Scientists say the white-nose fungus has rapidly killed millions of bats in North America and eventually humans will pay the price.
Zoologist Don McAlpine of the New Brunswick Museum has been monitoring the bat’s cave in Albert County for the past two years.
The population of the cave once numbered 6,000 but in the winter of 2011 infection moved in, critically reducing the bats' numbers.
This spring, McAlpine said, the cave is virtually empty, making the mortality at this particular site near 100 per cent.
"During our last visit, which was a couple of weeks ago, there were five bats left and they were all infected," McAlpine said, "so, it appeared that none of those would survive."
Researchers in Saint John are studying the white nose fungus to better understand why it causes bats to wake up early from their winter hibernation. Too early for insects, they die of starvation and exposure while searching for food.

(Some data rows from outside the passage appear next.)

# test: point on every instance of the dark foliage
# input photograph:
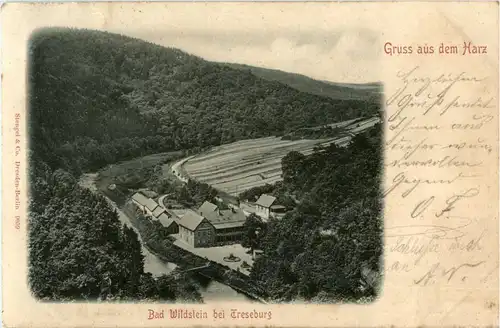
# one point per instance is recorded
(97, 98)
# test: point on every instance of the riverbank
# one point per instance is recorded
(165, 248)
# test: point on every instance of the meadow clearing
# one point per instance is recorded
(239, 166)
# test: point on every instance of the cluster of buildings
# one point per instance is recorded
(210, 225)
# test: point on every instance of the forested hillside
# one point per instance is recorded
(323, 250)
(368, 92)
(99, 97)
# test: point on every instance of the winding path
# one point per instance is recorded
(152, 263)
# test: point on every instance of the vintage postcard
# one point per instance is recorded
(250, 164)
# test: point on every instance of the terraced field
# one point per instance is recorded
(236, 167)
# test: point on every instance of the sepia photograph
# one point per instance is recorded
(200, 166)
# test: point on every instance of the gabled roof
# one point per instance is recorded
(230, 218)
(165, 220)
(266, 200)
(206, 208)
(191, 220)
(159, 210)
(140, 198)
(151, 204)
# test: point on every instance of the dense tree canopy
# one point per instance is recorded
(98, 98)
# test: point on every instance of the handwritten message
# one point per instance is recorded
(17, 169)
(438, 138)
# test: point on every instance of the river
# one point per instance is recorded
(210, 290)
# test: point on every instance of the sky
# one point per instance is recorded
(346, 54)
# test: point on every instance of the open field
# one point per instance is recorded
(239, 166)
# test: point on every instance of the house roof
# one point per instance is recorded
(140, 198)
(206, 208)
(165, 220)
(230, 218)
(191, 220)
(159, 210)
(266, 200)
(151, 204)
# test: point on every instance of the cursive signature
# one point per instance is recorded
(438, 271)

"The overall mortality for North America right now is estimated at between 5.7 and 6.7 million bats. The three species of bats we're dealing with here have actually recently been recommended for endangered species status. We're waiting for the federal minister to rule on that," McAlpine said.

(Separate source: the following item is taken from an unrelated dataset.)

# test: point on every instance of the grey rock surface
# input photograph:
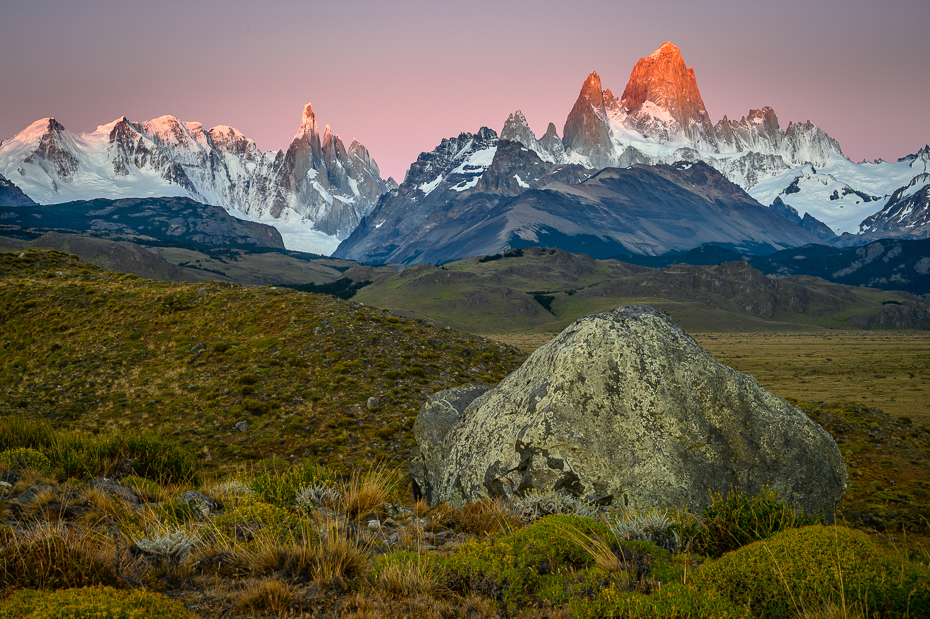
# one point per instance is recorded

Environment Minister Peter Kent has not rendered a decision but scientists on the committee that made the recommendation said they hope he answers soon.
Graham Forbes, with the Committee on the Status of Endangered Wildlife, is concerned the infection will spread to other species.

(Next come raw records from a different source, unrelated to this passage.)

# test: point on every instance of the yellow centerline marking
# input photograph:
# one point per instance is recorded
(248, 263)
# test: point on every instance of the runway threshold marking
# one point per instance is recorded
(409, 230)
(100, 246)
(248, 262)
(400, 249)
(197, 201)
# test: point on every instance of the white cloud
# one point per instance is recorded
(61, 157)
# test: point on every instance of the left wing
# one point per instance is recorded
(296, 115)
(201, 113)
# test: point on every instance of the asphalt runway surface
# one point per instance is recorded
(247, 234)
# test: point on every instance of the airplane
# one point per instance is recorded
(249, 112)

"And the concern is, not only is it impacting the eastern half of the continent, but that it might jump to the Rocky Mountains and there's probably another five or six species of bats that would be just as vulnerable to this fungus as the three species we're concerned about in the eastern part of the country," Forbes told CBC News.
In a January interview, McAlpine told CBC News the loss of bats could add billions of dollars to the cost of producing food since bats act as natural form of pest control.
Bats prey on insects and insect populations can spike when the bats are gone.
This could mean a loss in crops owing to the insects' voracious appetites or because of an increase in pesticide use.
White-nose syndrome was first detected in a cave west of Albany, N.Y., in 2006.
The disease is named for the white patches that appear on the muzzles and other body parts of hibernating bats.
Bats can live between 30 and 35 years and have a relatively low birth rate, with only one offspring born every year, so it could take many years for the population to recover, scientists have said.
In April, lab experiments led by biologists Lisa Warnecke and Craig Willis at the University of Winnipeg confirmed details of how the fungus kills the bats.
The syndrome was previously linked to infection with the fungus Geomyces destructans. But scientists weren't sure why North American bats were dying in great numbers while their European counterparts were not, since the fungus is found in both places. Two possibilities were that:
- The fungus is native to both North America and Europe, but recent changes in the environment or a genetic mutation have made the North American strain more deadly.
- The fungus is an invasive species in North America recently introduced from Europe, so European bats have immunity and North American bats do not.
The researchers infected bats with either the European or the North American strain of the fungus and observed them during hibernation.
"If we were dealing with a mutant in North America … we'd predict that the North American fungus should be way nastier for our bats than the European fungus," Willis said. "What we actually observed was the European version was even a little bit nastier."
That is consistent with the fungus being an invasive species that has been able to sweep through a population with little immunity to the unfamiliar pathogen.
"This thing is probably our fault," Willis said, "which to my mind means we have an obligation to try and figure out what's happening and hopefully fix it or… at least try to figure out ways to minimize the negative consequences."
In the meantime, he said, it highlights the fact that people should be exceptionally careful about not carrying invasive species with them when they are moving from site to site while conducting research or caving recreationally.
The lab experiments also confirmed scientists' previous hunches that the fungus can indeed make bats really sick, causing the bats to warm up and wake up during hibernation, depleting the fat stores they need to survive the winter.
Bats normally conserve energy during hibernation by lowering their body temperature, but infected bats warmed up to normal body temperature three to four times more often as healthy bats toward the end of hibernation.
After four months of hibernation, healthy bats still had lots of fat left, Willis said, but the infected bats "were in really rough shape."
Some died on their own and others had to be put down.
"They couldn't warm up from hibernation on their own," Willis said. "They were completely out of fat at that point."